Nous sommes en situation d’état de guerre permanent. Israël n’a pas admis ce qu’il faut bien appeler une défaite militaire eue égards aux objectifs initiaux et à l’invincibilité supposée de l’armée hébraïque. Le mouvement chiite hezbollah va toucher rapidement les dividendes politiques du succès de sa résistance. Tout cela ne peut qu’attiser le courroux du maître actuel de l’empire, à la maison blanche.

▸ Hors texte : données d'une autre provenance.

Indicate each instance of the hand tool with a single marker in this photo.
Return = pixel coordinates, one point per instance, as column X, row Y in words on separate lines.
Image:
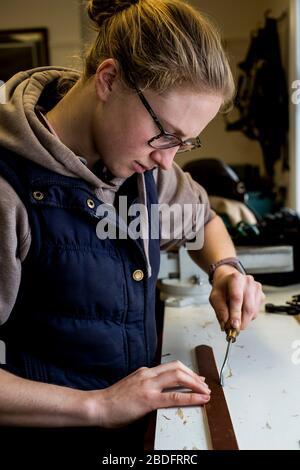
column 231, row 335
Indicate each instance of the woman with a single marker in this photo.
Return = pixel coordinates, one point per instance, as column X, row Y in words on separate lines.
column 77, row 309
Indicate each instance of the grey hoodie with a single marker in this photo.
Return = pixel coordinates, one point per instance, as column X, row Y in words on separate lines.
column 23, row 132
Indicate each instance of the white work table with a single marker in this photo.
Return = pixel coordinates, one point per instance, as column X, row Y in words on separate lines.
column 262, row 387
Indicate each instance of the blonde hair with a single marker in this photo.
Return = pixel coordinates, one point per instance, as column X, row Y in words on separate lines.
column 159, row 44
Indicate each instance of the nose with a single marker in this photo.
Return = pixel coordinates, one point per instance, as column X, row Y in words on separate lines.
column 164, row 157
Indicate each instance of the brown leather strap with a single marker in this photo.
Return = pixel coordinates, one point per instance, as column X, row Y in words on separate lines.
column 219, row 421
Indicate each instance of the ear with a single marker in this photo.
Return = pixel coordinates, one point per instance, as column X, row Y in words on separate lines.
column 105, row 78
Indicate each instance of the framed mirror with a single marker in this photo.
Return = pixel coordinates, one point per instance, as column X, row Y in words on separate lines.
column 22, row 49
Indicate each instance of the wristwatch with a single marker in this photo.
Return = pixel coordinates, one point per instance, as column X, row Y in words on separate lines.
column 235, row 262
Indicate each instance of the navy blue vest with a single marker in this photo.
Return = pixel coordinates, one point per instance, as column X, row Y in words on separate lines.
column 80, row 318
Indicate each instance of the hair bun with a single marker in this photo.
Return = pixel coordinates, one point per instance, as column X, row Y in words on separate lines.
column 100, row 10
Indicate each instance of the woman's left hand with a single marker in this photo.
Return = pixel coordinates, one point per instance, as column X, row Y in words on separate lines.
column 236, row 298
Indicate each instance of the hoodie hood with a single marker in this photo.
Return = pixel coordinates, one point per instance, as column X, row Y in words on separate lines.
column 22, row 131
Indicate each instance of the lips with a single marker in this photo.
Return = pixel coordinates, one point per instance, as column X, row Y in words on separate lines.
column 139, row 167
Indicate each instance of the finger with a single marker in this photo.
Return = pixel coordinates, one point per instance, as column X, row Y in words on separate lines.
column 220, row 306
column 253, row 299
column 171, row 399
column 235, row 296
column 180, row 378
column 177, row 365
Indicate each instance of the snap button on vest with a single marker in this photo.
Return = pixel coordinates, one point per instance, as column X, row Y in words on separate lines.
column 138, row 275
column 90, row 203
column 38, row 195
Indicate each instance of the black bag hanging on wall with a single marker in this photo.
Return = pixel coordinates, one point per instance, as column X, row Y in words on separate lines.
column 262, row 96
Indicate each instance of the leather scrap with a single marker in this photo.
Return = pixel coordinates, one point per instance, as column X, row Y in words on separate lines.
column 218, row 417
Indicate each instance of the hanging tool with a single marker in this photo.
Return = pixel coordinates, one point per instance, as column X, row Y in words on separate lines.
column 231, row 335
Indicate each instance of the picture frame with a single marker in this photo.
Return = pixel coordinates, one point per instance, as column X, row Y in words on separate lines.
column 22, row 49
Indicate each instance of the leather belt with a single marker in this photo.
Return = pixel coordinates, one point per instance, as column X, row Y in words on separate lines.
column 218, row 417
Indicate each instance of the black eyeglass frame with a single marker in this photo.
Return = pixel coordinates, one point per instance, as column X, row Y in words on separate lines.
column 182, row 144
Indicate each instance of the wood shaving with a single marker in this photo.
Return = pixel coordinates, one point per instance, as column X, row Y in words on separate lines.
column 179, row 413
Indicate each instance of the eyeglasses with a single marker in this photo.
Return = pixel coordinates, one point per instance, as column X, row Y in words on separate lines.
column 166, row 140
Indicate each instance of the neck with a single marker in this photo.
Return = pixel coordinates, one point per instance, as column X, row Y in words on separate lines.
column 71, row 119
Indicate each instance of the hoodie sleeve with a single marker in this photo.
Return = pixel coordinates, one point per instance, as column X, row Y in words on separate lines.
column 15, row 241
column 176, row 187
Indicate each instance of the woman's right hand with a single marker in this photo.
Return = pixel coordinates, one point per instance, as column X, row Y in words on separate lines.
column 146, row 390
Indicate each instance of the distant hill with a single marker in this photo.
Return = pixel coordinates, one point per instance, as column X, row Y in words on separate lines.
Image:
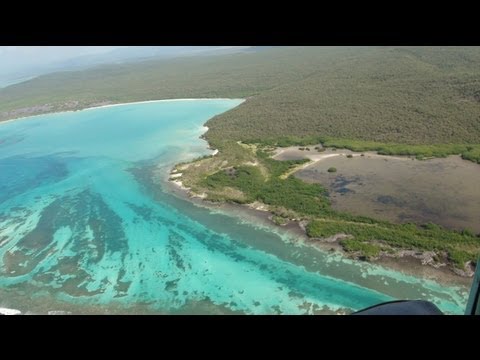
column 411, row 95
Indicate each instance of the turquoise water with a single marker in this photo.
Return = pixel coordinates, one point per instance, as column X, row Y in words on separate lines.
column 85, row 226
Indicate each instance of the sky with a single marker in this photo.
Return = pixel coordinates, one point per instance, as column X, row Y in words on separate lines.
column 18, row 58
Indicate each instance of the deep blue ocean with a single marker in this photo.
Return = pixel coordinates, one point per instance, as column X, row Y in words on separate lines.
column 89, row 224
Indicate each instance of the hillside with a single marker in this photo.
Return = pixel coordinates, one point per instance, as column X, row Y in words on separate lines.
column 407, row 101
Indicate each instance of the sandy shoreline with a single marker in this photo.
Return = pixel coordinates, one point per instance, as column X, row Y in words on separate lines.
column 407, row 264
column 112, row 105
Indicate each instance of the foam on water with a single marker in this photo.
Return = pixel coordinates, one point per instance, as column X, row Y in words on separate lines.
column 81, row 223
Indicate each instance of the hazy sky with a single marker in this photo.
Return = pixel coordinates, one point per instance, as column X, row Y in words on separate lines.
column 16, row 58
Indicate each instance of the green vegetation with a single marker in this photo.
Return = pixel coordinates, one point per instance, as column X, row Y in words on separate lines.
column 460, row 246
column 292, row 198
column 279, row 220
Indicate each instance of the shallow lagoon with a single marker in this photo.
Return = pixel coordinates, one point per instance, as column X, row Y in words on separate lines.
column 84, row 228
column 402, row 189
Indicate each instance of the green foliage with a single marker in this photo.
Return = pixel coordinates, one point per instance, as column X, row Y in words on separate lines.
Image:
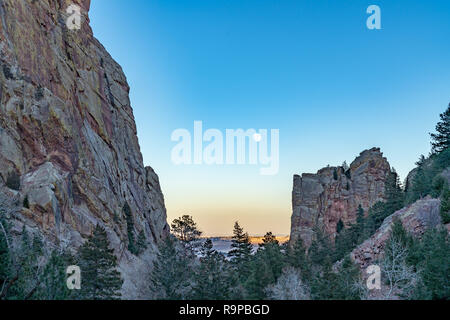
column 427, row 179
column 141, row 244
column 267, row 265
column 240, row 253
column 339, row 226
column 431, row 256
column 213, row 279
column 445, row 205
column 186, row 230
column 99, row 278
column 296, row 257
column 171, row 272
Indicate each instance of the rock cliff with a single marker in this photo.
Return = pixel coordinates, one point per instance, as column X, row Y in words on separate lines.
column 416, row 219
column 68, row 139
column 335, row 193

Dans ces conditions, une force d’interposition ne peut être qu’une force d’occupation agissant en lieu et place des Etats-Unis, et qui cristallisera contre elle toutes les rancoeurs et les frustrations. Ce qui explique les atermoiements du gouvernement français. Cette attitude contraste avec la volonté du début de s’imposer comme acteur diplomatique majeur.
Hélas les hésitations qui ont présidé au ballet diplomatique de Chirac et consort nous décrédibilisent. Notons que ces hésitations viennent du fait que la France a voulu agir dans le cadre de l’union européenne. Sans succès. J’ai bien peur que dans cette affaire la France apparaisse comme la grenouille qui s’est voulue plus grosse que le bœuf.